Warm and fluffy pancakes, that have just the right amount of sweetness to them.
1 hour, 5 minutes
You can double the recipe and have some left over for breakfast the next day or even for a breakfast dinner.
2 cups all-purpose flour
2 tablespoons baking powder
2 cups whole milk
2 tablespoons granulated sugar
1 teaspoons salt
1 teaspoons pure vanilla extract
Gather the ingredients
Sift together the flour and baking powder in a large mixing bowl.
In a separate bowl, beat the eggs thoroughly, then stir in the milk, sugar, and salt, and mix until the sugar is dissolved. Stir in the vanilla.
Add the wet ingredients to the dry and use a fork or a tiny whisk to thoroughly yet gently combine, until most of the dry ingredients are well incorporated with the wet.

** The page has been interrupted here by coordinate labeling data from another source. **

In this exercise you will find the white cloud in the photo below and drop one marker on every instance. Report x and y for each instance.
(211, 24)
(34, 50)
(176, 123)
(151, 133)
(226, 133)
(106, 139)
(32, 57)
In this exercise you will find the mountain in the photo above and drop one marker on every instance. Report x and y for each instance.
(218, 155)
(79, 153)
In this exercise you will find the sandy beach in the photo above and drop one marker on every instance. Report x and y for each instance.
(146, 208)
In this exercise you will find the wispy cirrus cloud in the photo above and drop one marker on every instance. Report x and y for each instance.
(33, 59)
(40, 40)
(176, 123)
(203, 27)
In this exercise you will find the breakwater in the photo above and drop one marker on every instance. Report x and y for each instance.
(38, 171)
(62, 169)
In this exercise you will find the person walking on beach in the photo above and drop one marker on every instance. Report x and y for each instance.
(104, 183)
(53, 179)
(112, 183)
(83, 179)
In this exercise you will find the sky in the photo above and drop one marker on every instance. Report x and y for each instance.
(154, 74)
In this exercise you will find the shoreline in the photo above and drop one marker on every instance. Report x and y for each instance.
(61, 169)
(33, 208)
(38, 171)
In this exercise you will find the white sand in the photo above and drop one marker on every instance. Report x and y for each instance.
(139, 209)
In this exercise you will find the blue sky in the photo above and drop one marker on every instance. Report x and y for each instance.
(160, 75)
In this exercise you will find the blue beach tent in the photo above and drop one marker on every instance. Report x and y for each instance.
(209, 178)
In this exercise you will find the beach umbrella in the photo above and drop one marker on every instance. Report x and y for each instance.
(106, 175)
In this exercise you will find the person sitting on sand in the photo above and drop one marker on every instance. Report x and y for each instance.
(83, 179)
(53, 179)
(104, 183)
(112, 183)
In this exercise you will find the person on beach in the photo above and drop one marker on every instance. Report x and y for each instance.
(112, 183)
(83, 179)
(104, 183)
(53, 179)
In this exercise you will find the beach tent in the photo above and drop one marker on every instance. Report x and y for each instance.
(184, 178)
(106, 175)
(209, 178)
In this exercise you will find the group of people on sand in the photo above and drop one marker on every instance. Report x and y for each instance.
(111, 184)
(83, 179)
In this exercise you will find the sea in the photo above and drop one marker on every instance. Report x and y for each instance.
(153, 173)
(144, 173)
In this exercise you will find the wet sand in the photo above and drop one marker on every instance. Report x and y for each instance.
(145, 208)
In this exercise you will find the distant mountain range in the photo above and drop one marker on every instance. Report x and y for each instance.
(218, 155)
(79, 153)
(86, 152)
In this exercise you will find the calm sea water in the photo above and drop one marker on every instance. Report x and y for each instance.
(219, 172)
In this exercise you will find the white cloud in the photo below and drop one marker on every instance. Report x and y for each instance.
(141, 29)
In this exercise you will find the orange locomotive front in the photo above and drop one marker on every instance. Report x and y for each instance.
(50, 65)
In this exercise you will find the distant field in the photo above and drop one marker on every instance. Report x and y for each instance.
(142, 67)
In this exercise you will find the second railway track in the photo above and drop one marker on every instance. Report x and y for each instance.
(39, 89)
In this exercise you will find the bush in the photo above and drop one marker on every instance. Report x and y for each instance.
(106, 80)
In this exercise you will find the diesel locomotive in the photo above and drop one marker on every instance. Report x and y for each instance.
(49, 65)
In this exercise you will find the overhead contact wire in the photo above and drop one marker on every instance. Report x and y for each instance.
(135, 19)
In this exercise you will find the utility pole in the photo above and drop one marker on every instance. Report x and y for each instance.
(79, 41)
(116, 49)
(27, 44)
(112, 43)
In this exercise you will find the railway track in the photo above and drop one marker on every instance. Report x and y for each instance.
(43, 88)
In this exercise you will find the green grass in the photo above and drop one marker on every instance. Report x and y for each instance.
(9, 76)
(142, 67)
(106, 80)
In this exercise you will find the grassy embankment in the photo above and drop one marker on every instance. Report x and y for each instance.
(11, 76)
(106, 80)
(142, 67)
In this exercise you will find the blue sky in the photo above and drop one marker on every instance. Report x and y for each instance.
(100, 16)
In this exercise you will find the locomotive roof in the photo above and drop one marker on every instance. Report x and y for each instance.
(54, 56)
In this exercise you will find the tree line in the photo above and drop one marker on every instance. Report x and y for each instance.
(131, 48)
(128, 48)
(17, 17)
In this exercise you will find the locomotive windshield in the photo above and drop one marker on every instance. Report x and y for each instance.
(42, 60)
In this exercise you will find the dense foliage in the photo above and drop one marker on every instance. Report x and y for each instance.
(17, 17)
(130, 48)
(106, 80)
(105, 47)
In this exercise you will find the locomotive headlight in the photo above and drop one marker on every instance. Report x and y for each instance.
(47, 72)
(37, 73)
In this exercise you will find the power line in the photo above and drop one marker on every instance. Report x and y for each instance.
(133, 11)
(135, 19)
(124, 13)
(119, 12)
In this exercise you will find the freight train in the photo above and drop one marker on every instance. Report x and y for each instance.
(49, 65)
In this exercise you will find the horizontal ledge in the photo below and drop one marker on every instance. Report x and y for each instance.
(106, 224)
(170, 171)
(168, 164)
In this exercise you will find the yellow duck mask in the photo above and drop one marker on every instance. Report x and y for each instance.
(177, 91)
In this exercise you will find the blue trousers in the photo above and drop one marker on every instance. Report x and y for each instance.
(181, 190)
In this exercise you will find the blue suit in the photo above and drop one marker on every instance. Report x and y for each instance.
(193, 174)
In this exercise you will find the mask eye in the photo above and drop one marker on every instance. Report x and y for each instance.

Make sure not to over mix. You will still see some lumps, but that is okay! If the lumps really bother you can remedy this by gently breaking them up with your fork, but don’t mix for much longer than 20 seconds.
Let the batter rest for about 20 minutes.
Heat a cast iron skillet on medium heat or preheat your griddle to 375 F or heat a nonstick skillet over medium heat. [I prefer a cast iron or a GOOD nonstick skillet]
Preheat the oven to 170 F to keep batches of pancakes warm in an oven safe tray or dish.
When your cooking surface is hot, lightly spray it with cooking spray or you can use butter, which ever you prefer.
For each pancake, ladle 1/4 cup of batter onto the griddle or pan. Cook until the tops of the pancakes are full of bubbles , once the bubbles start to pop, flip those bad boys over 😉
Either serve right away or transfer to the oven to keep warm.
Top with maple syrup, butter, honey, fruit, whipped cream, your choice.